Dava, Karayolları 9 uncu Bölge Müdürlüğü'nün yol ağında bulunan (885-13) K.K. Nolu Kabahaydar Akçakale İl yolunun 64+400 - 65+000 km’leri arasında (Akçakale Geçici Sanayi Bölge mevkiinde Akçakale merkeze doğru paralel olacak şekilde) Şanlıurfa Su ve Kanalizasyon İdaresi Genel Müdürlüğü tarafından izinsiz kazı yapılarak tahliye borusu döşendiğinden bahisle, yola vakî müdahalenin men'ine karar verilmesi, yola verilen zarara karşılık ve eski hale getirme bedeli olarak şimdilik 100,00-TL tutarında maddi tazminat ödenmesine hükmedilmesi istemiyle açılmıştır.

13.07.2010 tarih 6001 sayılı Karayolları Genel Müdürlüğü’nün Hizmetleri Hakkında Kanun'un "Karayollarında Tesisat Kurulması ve Yerlerinin Değiştirilmesi" başlıklı 24. maddesinde; "(1) Genel Müdürlüğün görev alanında bulunan karayollarının sınırları dâhilinde her türlü su, kanalizasyon, doğalgaz ve petrol boru hatları ile elektrik ve haberleşme hatları ve benzeri tesisat kurulması veya bu amaçlarla herhangi bir şekilde karayollarında faaliyette bulunulması, Genel Müdürlüğün iznine tâbidir. İhtiyaç hâlinde, söz konusu tesisatın yerlerinin değiştirilmesi, Genel Müdürlükçe ilgili kuruluşlardan talep edilebilir. İlgili kurum veya kuruluşlar, her türlü masrafı kendilerine ait olmak üzere, Genel Müdürlükçe belirtilen sürede bu değişikliği gerçekleştirmek zorundadır. Aksi hâlde Genel Müdürlük, yer değiştirme işlemlerini, giderleri ilgili kurum ve kuruluştan tahsil edilmek üzere bizzat yapar veya yaptırır.

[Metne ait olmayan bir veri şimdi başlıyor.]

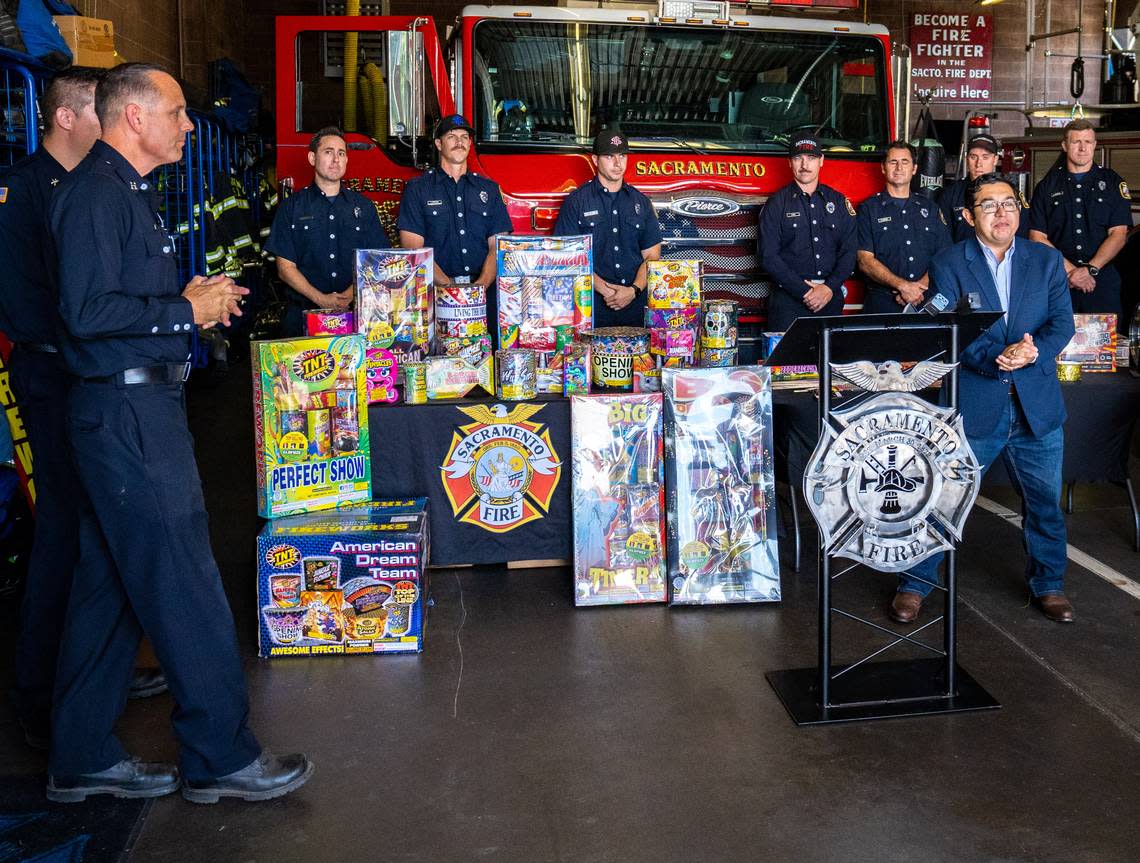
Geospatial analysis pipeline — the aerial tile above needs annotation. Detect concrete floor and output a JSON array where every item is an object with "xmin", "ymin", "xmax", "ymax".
[{"xmin": 0, "ymin": 374, "xmax": 1140, "ymax": 863}]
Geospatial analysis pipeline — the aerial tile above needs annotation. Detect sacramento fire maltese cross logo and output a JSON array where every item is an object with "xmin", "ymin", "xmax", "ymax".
[
  {"xmin": 804, "ymin": 363, "xmax": 982, "ymax": 572},
  {"xmin": 440, "ymin": 404, "xmax": 562, "ymax": 534}
]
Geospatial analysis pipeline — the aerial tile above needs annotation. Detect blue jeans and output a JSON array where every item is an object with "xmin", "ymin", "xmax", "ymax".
[{"xmin": 898, "ymin": 396, "xmax": 1068, "ymax": 596}]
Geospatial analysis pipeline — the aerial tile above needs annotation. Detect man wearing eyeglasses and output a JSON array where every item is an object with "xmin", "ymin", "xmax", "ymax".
[
  {"xmin": 855, "ymin": 141, "xmax": 950, "ymax": 315},
  {"xmin": 888, "ymin": 173, "xmax": 1074, "ymax": 624},
  {"xmin": 1029, "ymin": 120, "xmax": 1132, "ymax": 315}
]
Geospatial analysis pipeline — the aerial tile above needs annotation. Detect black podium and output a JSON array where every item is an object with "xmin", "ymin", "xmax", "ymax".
[{"xmin": 766, "ymin": 311, "xmax": 1001, "ymax": 725}]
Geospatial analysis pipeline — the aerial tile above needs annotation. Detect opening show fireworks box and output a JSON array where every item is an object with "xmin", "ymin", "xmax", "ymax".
[
  {"xmin": 252, "ymin": 335, "xmax": 372, "ymax": 519},
  {"xmin": 661, "ymin": 366, "xmax": 780, "ymax": 605},
  {"xmin": 570, "ymin": 393, "xmax": 666, "ymax": 605},
  {"xmin": 497, "ymin": 235, "xmax": 594, "ymax": 352},
  {"xmin": 258, "ymin": 497, "xmax": 429, "ymax": 659}
]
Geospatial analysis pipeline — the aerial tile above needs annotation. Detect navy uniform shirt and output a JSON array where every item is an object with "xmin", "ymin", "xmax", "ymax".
[
  {"xmin": 49, "ymin": 141, "xmax": 194, "ymax": 377},
  {"xmin": 759, "ymin": 182, "xmax": 855, "ymax": 298},
  {"xmin": 0, "ymin": 147, "xmax": 67, "ymax": 344},
  {"xmin": 1029, "ymin": 160, "xmax": 1132, "ymax": 265},
  {"xmin": 266, "ymin": 180, "xmax": 389, "ymax": 304},
  {"xmin": 554, "ymin": 177, "xmax": 661, "ymax": 287},
  {"xmin": 855, "ymin": 190, "xmax": 950, "ymax": 293},
  {"xmin": 938, "ymin": 180, "xmax": 1029, "ymax": 243},
  {"xmin": 396, "ymin": 168, "xmax": 511, "ymax": 282}
]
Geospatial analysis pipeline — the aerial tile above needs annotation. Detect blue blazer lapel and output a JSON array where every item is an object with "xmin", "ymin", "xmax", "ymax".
[{"xmin": 966, "ymin": 239, "xmax": 1017, "ymax": 344}]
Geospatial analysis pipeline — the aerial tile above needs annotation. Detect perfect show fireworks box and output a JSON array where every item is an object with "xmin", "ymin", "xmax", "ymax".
[
  {"xmin": 258, "ymin": 497, "xmax": 429, "ymax": 659},
  {"xmin": 252, "ymin": 335, "xmax": 372, "ymax": 519}
]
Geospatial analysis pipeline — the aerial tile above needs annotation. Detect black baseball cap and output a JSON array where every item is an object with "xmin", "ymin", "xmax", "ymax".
[
  {"xmin": 788, "ymin": 135, "xmax": 823, "ymax": 156},
  {"xmin": 435, "ymin": 114, "xmax": 475, "ymax": 140},
  {"xmin": 966, "ymin": 135, "xmax": 1001, "ymax": 153},
  {"xmin": 594, "ymin": 129, "xmax": 629, "ymax": 156}
]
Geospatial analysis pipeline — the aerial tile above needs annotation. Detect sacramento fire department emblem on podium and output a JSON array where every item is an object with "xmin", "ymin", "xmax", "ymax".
[{"xmin": 804, "ymin": 363, "xmax": 982, "ymax": 572}]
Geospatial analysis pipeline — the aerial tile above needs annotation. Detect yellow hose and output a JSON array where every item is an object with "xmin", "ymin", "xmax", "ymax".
[
  {"xmin": 364, "ymin": 63, "xmax": 388, "ymax": 147},
  {"xmin": 344, "ymin": 0, "xmax": 360, "ymax": 132}
]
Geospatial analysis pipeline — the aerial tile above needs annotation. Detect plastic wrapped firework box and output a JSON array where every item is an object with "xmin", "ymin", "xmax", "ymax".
[
  {"xmin": 252, "ymin": 335, "xmax": 372, "ymax": 519},
  {"xmin": 258, "ymin": 497, "xmax": 430, "ymax": 659}
]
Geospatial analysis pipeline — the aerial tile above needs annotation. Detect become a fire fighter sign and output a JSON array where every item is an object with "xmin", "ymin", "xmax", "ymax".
[{"xmin": 909, "ymin": 11, "xmax": 994, "ymax": 103}]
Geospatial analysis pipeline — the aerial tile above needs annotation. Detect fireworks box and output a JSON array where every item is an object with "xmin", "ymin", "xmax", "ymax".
[
  {"xmin": 258, "ymin": 497, "xmax": 429, "ymax": 659},
  {"xmin": 252, "ymin": 335, "xmax": 372, "ymax": 519},
  {"xmin": 570, "ymin": 393, "xmax": 666, "ymax": 605},
  {"xmin": 497, "ymin": 235, "xmax": 594, "ymax": 351}
]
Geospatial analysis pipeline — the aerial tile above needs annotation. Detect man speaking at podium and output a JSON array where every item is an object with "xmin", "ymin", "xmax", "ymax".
[{"xmin": 888, "ymin": 173, "xmax": 1074, "ymax": 624}]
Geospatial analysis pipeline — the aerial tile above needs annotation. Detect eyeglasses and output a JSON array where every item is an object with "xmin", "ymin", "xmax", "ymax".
[{"xmin": 975, "ymin": 197, "xmax": 1020, "ymax": 215}]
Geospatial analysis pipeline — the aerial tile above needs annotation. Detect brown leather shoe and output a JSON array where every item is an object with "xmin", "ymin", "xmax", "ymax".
[
  {"xmin": 1033, "ymin": 593, "xmax": 1073, "ymax": 624},
  {"xmin": 887, "ymin": 591, "xmax": 922, "ymax": 624}
]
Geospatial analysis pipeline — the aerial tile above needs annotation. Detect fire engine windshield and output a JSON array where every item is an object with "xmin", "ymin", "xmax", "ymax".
[{"xmin": 472, "ymin": 19, "xmax": 889, "ymax": 152}]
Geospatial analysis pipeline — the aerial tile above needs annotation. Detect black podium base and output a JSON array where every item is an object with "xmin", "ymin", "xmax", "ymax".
[{"xmin": 766, "ymin": 659, "xmax": 1001, "ymax": 725}]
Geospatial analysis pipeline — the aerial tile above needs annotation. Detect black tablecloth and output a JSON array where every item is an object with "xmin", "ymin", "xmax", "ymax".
[
  {"xmin": 772, "ymin": 371, "xmax": 1140, "ymax": 489},
  {"xmin": 368, "ymin": 397, "xmax": 571, "ymax": 565}
]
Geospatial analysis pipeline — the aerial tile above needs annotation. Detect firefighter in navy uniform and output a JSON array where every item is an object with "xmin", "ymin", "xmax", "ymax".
[
  {"xmin": 47, "ymin": 64, "xmax": 312, "ymax": 803},
  {"xmin": 266, "ymin": 127, "xmax": 388, "ymax": 335},
  {"xmin": 855, "ymin": 140, "xmax": 950, "ymax": 315},
  {"xmin": 0, "ymin": 68, "xmax": 166, "ymax": 749},
  {"xmin": 938, "ymin": 135, "xmax": 1029, "ymax": 243},
  {"xmin": 1029, "ymin": 120, "xmax": 1132, "ymax": 320},
  {"xmin": 759, "ymin": 136, "xmax": 856, "ymax": 333},
  {"xmin": 554, "ymin": 129, "xmax": 661, "ymax": 327},
  {"xmin": 396, "ymin": 114, "xmax": 511, "ymax": 333}
]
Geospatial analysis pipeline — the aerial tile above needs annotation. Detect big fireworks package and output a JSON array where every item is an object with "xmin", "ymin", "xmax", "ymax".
[
  {"xmin": 662, "ymin": 367, "xmax": 780, "ymax": 604},
  {"xmin": 497, "ymin": 235, "xmax": 594, "ymax": 352},
  {"xmin": 570, "ymin": 393, "xmax": 666, "ymax": 605},
  {"xmin": 252, "ymin": 335, "xmax": 372, "ymax": 519},
  {"xmin": 258, "ymin": 498, "xmax": 429, "ymax": 658}
]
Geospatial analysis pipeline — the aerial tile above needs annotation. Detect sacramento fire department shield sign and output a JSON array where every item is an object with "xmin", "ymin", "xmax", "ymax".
[
  {"xmin": 440, "ymin": 404, "xmax": 562, "ymax": 534},
  {"xmin": 804, "ymin": 392, "xmax": 982, "ymax": 572}
]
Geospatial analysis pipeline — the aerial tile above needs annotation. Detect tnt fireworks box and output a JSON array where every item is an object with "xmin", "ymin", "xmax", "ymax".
[
  {"xmin": 258, "ymin": 497, "xmax": 430, "ymax": 659},
  {"xmin": 252, "ymin": 335, "xmax": 372, "ymax": 519}
]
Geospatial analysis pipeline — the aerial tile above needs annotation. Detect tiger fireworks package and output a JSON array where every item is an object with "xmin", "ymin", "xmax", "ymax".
[
  {"xmin": 570, "ymin": 393, "xmax": 666, "ymax": 605},
  {"xmin": 258, "ymin": 497, "xmax": 429, "ymax": 658},
  {"xmin": 497, "ymin": 235, "xmax": 594, "ymax": 352},
  {"xmin": 662, "ymin": 367, "xmax": 780, "ymax": 604},
  {"xmin": 252, "ymin": 335, "xmax": 372, "ymax": 519}
]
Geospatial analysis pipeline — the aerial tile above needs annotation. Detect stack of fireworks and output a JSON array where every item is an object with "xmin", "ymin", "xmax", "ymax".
[
  {"xmin": 662, "ymin": 367, "xmax": 780, "ymax": 604},
  {"xmin": 645, "ymin": 261, "xmax": 702, "ymax": 373},
  {"xmin": 252, "ymin": 335, "xmax": 371, "ymax": 519},
  {"xmin": 355, "ymin": 249, "xmax": 435, "ymax": 401},
  {"xmin": 497, "ymin": 236, "xmax": 594, "ymax": 351},
  {"xmin": 701, "ymin": 300, "xmax": 740, "ymax": 368},
  {"xmin": 570, "ymin": 393, "xmax": 666, "ymax": 605}
]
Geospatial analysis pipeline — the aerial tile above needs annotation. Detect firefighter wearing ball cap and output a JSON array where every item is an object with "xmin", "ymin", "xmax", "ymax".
[
  {"xmin": 938, "ymin": 135, "xmax": 1029, "ymax": 243},
  {"xmin": 396, "ymin": 114, "xmax": 511, "ymax": 328},
  {"xmin": 1029, "ymin": 120, "xmax": 1132, "ymax": 317},
  {"xmin": 554, "ymin": 129, "xmax": 661, "ymax": 326},
  {"xmin": 759, "ymin": 136, "xmax": 856, "ymax": 332}
]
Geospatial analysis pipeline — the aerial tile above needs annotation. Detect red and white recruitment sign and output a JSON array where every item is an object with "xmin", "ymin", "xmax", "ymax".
[{"xmin": 907, "ymin": 11, "xmax": 994, "ymax": 103}]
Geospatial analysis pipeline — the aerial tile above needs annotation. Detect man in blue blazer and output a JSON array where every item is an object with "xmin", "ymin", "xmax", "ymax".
[{"xmin": 889, "ymin": 173, "xmax": 1074, "ymax": 624}]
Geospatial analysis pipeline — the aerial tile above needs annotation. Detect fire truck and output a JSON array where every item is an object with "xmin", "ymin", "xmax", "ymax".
[{"xmin": 276, "ymin": 0, "xmax": 907, "ymax": 342}]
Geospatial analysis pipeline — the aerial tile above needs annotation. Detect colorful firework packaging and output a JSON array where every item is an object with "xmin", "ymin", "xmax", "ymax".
[
  {"xmin": 495, "ymin": 348, "xmax": 538, "ymax": 401},
  {"xmin": 497, "ymin": 236, "xmax": 594, "ymax": 351},
  {"xmin": 570, "ymin": 393, "xmax": 666, "ymax": 605},
  {"xmin": 662, "ymin": 366, "xmax": 780, "ymax": 604},
  {"xmin": 645, "ymin": 261, "xmax": 702, "ymax": 309},
  {"xmin": 252, "ymin": 335, "xmax": 371, "ymax": 519},
  {"xmin": 583, "ymin": 327, "xmax": 656, "ymax": 392},
  {"xmin": 258, "ymin": 498, "xmax": 430, "ymax": 658}
]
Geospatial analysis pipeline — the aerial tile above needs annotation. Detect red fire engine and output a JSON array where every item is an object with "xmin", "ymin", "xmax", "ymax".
[{"xmin": 276, "ymin": 0, "xmax": 906, "ymax": 337}]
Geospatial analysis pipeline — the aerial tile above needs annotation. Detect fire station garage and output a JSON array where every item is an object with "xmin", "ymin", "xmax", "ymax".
[{"xmin": 0, "ymin": 0, "xmax": 1140, "ymax": 863}]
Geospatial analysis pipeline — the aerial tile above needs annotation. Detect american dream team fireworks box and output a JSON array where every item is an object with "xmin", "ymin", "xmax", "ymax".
[
  {"xmin": 252, "ymin": 335, "xmax": 372, "ymax": 519},
  {"xmin": 258, "ymin": 497, "xmax": 429, "ymax": 659}
]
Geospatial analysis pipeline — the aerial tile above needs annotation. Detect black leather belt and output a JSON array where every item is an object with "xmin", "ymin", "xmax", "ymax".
[{"xmin": 83, "ymin": 360, "xmax": 190, "ymax": 386}]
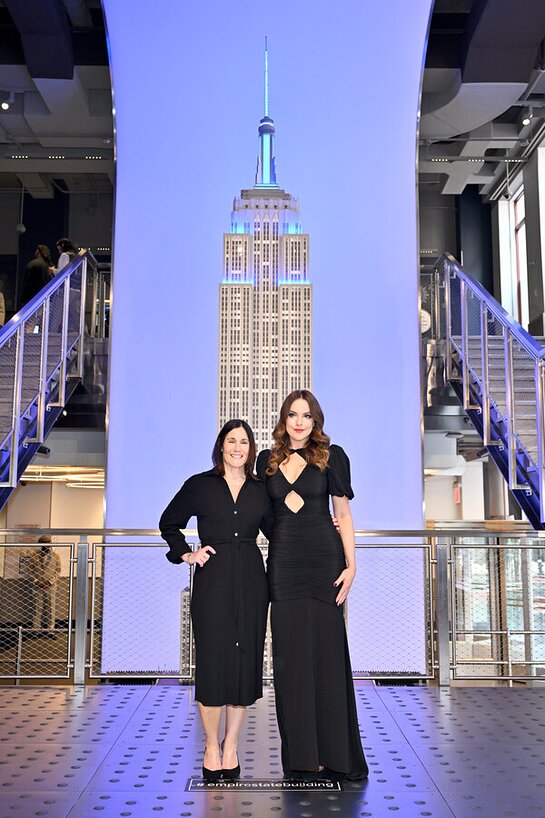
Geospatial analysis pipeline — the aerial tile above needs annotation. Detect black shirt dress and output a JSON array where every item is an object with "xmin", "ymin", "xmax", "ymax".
[{"xmin": 159, "ymin": 468, "xmax": 272, "ymax": 707}]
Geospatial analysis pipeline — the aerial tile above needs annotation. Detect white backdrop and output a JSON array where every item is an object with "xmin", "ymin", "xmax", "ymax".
[{"xmin": 103, "ymin": 0, "xmax": 432, "ymax": 668}]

(2) Her türlü su, kanalizasyon, doğalgaz ve petrol boru hatları ile elektrik ve haberleşme hatları ve benzeri tesisat kurulması için ilgililere kanunen tanınmış olan haklar, erişme kontrolü uygulanan karayolları sınırları içinde geçerli değildir.

(3) Karayollarının yapımı aşamasında, onaylanmış karayolu projeleri uyarınca karayolu sınır çizgisi içinde kaldığı tespit edilen, kamu kurum ve kuruluşları veya mevzuatı uyarınca özel kişiler tarafından tesis edilmiş ya da işletilmekte olan su, kanalizasyon, doğalgaz ve petrol boru hatları ile elektrik, haberleşme hatları ve ilgili tesisler, Genel Müdürlüğün talebi üzerine ilgilisi tarafından karayolu yapımını engellemeyecek şekilde yeniden düzenlenir. Gerekli hâllerde giderlerin nasıl karşılanacağı, Genel Müdürlük ile ilgili kişi, kurum ve kuruluş arasında yapılacak mutabakatla belirlenir. Hizmetin görülmesi açısından zorunluluk bulunması ve Genel Müdürlükçe belirtilen sürede yer değiştirme işlemlerinin yapılmaması hâlinde, üzerindeki hizmetlerin aksatılmamasına özen gösterilerek, teknik usul ve esaslarına uygun bir şekilde söz konusu tesisatın yer değiştirme işlemi bizzat Genel Müdürlükçe yapılır veya yaptırılır.

(4) İşletme hakkı verilen veya devredilen erişme kontrolü uygulanan karayollarında, bu madde kapsamında yer alan hususlar sözleşme ile düzenlenir." hükmüne yer verilmiştir.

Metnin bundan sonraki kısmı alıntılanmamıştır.